Marie Gisèle Aimée Rabesahala (7 May 1929 – 27 June 2011) was a Malagasy politician and activist who was the first woman to hold a ministerial position in the government of Madagascar. She entered politics at the age of 17, campaigning on behalf of political prisoners, and becoming Madagascar's first woman municipal councillor, before becoming the first Malagasy woman to establish and lead a political party. She was a committed Marxist and co-founded the communist Congress Party for the Independence of Madagascar, which took power in 1975. In 1977 she became Madagascar's first female minister, responsible for promoting revolutionary art and culture, but lost her job in 1991 when her ministry was abolished in the course of Madagascar's return to multi-party democracy. She remained an active political campaigner and journalist until her death in 2011.

She was born into a politically active family in the central highland city of Antananarivo. Her father was a non-commissioned officer in the French army, so her childhood saw the family moving between his postings in France, Tunisia and Mali. They moved back to Madagascar in 1942 when he died. She had aspired to become a nun in her childhood, but she took advantage of the opportunity, which few Malagasy women had at the time, to have a full education. She obtained work as a shorthand typist and became involved in the 1950s with Malasy nationalist circles, at the age of only 17.

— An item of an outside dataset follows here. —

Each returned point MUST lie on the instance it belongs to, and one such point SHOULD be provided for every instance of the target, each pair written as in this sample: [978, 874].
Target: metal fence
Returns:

Rabesahala became the secretary general of the Comité de Solidarité Malgache (Malagasy Solidity Committee), an organisation that worked to defend the victims of French colonial repression following the 1947 Malagasy Uprising. She worked to secure the freedom of thousands of prisoners, writing articles for the press and attracting international attention to their plight. She liaised with left-wing members of the French National Assembly to organise petitions to the French President, Vincent Auriol, while her Solidary Committee worked to provide support to the families of the prisoners to help them cope with the hardships that they were experiencing.